Anti-trafficking campaigners abducted and raped in India

CHENNAI: Five Indian anti trafficking campaigners were gang-raped at gunpoint during an awareness programme they were organising in a village, police said on Friday.

Unidentified men picked up nine activists during a street play performance in Kochang village in Jharkhand state and drove them into a dense forest, where the men were beaten up and the women raped, police officer Ashwini Kumar Sinha said.

"It is a very rare case, where people working on anti-trafficking have been targeted," Sinha told the Thomson Reuters Foundation in a phone interview from Khunti district of Jharkhand.

"We are not ruling out the possibility of the involvement of trafficking gangs and are investigating all aspects."

The street play had been organised by charity Asha Kiran, which runs a shelter home for the rehabilitation of rescued girls in Khunti district of Jharkhand, which has been identified as a trafficking hotspot.

There are around 200 rescued girls in Asha Kiran's shelter. Most of were trafficked into domestic servitude to cities where a growing middle class is looking for cheap live-in labour.

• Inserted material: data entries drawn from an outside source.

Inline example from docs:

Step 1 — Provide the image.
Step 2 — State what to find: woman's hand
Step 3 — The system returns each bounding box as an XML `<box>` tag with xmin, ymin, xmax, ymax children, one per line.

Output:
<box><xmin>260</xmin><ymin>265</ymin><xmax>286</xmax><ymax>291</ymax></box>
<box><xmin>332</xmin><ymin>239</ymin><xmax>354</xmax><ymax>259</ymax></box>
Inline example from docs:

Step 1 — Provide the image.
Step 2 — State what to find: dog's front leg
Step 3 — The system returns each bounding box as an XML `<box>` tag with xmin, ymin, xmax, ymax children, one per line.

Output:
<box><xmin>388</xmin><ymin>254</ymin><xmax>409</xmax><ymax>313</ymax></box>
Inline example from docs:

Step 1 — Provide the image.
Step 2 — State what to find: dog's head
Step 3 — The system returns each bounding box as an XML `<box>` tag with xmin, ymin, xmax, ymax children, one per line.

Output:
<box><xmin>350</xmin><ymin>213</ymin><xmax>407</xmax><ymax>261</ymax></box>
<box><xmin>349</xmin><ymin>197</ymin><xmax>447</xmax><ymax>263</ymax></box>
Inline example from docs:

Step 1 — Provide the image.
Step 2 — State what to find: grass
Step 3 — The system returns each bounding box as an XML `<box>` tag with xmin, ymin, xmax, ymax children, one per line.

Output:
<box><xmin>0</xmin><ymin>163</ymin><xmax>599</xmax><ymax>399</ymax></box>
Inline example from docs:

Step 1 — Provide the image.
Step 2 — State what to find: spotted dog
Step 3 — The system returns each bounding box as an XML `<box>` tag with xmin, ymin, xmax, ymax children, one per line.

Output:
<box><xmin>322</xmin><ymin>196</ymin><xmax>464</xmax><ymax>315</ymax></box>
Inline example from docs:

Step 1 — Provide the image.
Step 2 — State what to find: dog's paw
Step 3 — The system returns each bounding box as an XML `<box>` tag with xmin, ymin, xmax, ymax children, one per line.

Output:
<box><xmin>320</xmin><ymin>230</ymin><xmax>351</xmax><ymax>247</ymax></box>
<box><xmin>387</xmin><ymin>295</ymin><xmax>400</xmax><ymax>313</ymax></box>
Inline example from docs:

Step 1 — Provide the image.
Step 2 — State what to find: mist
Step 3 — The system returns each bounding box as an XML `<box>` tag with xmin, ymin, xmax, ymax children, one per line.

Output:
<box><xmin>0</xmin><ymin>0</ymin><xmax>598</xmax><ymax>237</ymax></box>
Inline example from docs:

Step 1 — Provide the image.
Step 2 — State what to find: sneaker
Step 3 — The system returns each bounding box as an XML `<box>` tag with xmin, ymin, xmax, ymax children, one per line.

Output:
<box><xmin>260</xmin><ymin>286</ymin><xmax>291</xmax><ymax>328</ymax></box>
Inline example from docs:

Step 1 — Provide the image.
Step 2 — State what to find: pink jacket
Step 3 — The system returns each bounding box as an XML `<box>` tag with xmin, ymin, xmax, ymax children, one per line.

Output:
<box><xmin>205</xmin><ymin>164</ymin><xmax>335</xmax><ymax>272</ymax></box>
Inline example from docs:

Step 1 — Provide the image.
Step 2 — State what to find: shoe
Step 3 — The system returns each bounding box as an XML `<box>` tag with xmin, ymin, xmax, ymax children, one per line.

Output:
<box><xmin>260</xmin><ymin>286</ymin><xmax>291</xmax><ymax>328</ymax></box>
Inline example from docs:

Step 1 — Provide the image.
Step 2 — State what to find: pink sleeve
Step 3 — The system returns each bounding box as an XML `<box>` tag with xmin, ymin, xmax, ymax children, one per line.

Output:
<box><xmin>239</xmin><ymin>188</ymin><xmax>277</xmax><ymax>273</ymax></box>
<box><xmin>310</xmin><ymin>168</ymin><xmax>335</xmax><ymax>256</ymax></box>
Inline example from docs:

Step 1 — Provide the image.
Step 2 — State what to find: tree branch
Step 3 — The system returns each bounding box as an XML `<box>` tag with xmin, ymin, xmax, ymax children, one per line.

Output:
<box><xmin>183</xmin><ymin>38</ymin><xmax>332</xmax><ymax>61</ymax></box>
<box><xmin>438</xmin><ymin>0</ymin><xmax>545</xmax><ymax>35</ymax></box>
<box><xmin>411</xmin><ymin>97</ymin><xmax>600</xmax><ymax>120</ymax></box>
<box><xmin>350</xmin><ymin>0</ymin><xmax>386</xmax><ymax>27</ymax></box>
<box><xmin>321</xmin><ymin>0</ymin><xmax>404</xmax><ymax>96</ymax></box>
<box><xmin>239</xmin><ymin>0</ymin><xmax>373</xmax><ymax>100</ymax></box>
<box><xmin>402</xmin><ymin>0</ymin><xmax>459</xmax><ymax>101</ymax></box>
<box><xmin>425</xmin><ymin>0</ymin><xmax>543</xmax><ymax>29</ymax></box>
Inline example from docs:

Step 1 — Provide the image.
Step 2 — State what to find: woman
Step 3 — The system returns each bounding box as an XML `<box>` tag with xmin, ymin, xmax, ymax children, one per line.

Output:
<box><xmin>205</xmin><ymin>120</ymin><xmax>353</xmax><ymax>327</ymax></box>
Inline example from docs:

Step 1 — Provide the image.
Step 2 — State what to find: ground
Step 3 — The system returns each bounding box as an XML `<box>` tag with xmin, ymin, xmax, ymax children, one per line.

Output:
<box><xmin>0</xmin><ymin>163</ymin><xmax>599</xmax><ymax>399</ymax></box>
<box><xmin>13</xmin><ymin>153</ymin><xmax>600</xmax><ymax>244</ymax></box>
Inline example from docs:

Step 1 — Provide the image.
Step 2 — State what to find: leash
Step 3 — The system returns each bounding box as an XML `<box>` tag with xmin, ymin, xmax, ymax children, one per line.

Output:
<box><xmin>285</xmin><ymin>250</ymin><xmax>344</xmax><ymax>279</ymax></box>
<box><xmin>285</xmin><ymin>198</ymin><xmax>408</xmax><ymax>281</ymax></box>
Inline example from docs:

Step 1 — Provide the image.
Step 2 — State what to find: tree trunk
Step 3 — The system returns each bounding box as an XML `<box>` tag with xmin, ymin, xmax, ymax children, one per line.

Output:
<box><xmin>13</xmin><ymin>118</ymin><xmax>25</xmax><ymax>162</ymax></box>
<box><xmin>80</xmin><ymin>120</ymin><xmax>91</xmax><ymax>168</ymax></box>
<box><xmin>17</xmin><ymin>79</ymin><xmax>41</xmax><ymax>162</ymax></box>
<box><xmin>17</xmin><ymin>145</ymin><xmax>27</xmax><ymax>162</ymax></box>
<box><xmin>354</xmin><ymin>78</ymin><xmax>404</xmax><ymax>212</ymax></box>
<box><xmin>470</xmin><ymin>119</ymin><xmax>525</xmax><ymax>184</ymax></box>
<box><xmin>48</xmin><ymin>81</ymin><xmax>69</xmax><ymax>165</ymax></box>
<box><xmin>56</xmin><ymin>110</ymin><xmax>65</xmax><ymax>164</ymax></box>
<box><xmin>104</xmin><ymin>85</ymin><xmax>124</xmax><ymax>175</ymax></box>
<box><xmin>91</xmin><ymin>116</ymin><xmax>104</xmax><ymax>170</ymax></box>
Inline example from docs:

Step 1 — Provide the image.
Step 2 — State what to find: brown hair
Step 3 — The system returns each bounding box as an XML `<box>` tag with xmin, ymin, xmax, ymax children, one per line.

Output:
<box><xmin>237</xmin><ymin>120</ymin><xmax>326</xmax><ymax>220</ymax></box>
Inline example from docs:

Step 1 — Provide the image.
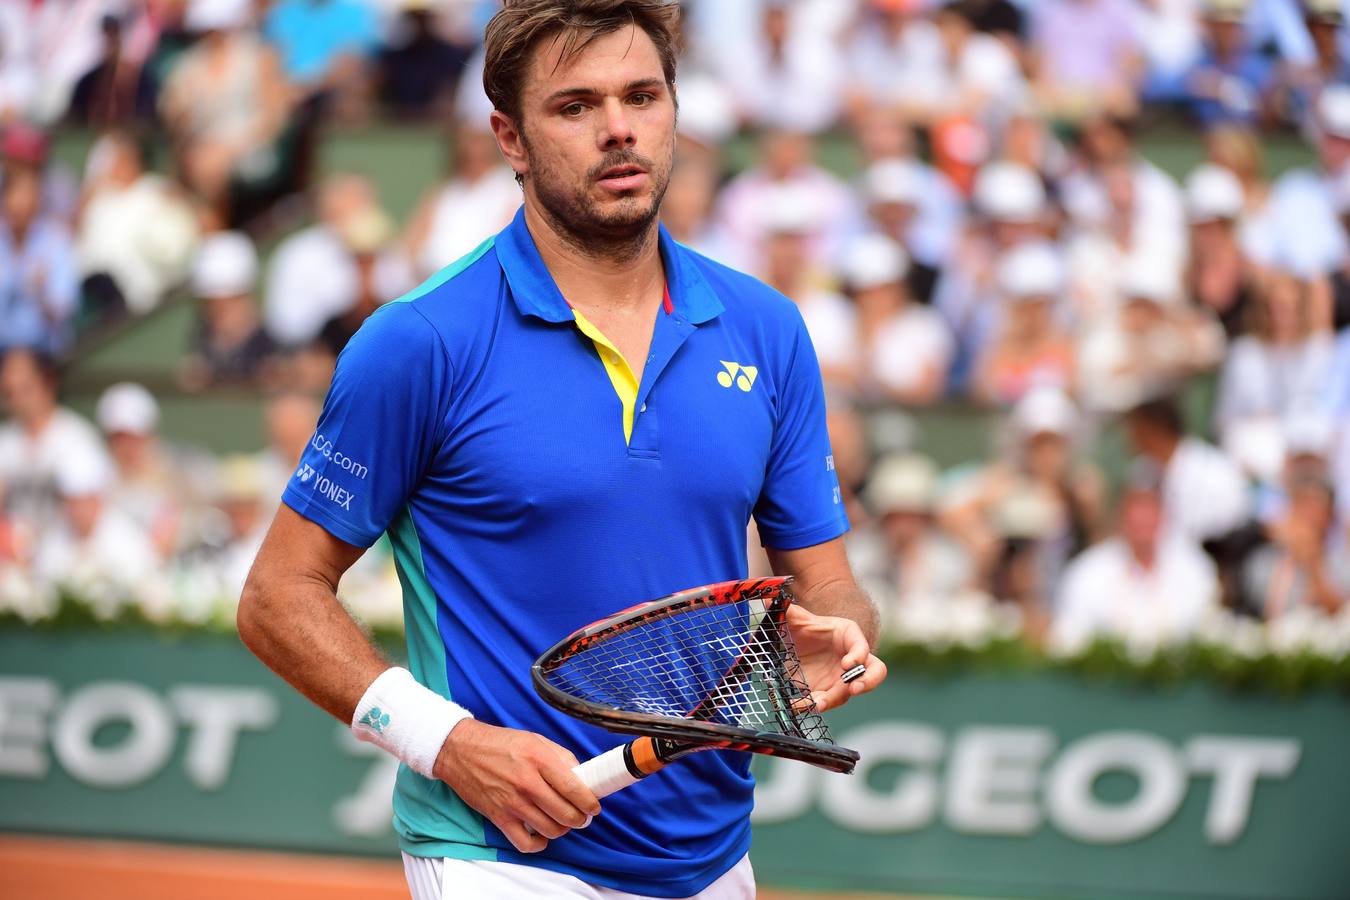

Jharkhand is among the top five states in India that reports increasing cases of human trafficking, with traffickers targetting poor villages, convincing vulnerable families to send their daughters away for employment, campaigners said.

Indian activists fighting to curb the trafficking of women and children condemned the shocking attack on "frontline workers".

"We are still processing what has happened," said Rajiv Ranjan Sinha of the Jharkhand Anti-Trafficking Network - a coalition of 14 grassroots organisations working in the central Indian state.

"This is the first time field workers have been targetted and it is both surprising and shocking. It is now going to become more difficult to work on this issue."

India has seen an increase in reports of human trafficking in recent years. Almost 20,000 women and children were victims of trafficking in 2016, a rise of 25 percent from the previous year, according to government data.

Activists say the figures are under-reported, especially due to a lack of awareness in rural areas, emphasising the importance of programmes run by various charities to combat trafficking.

"The incident underlines the dangers on the ground and the fact that human trafficking is an organised and ruthless crime," said Rishi Kant of Shakti Vahini, an anti-trafficking charity that also works in Jharkhand.

"Every day young girls are being rescued from domestic servitude in Indian cities. Many of them are from remote villages, which is why these awareness programmes are so important and the incident is shocking."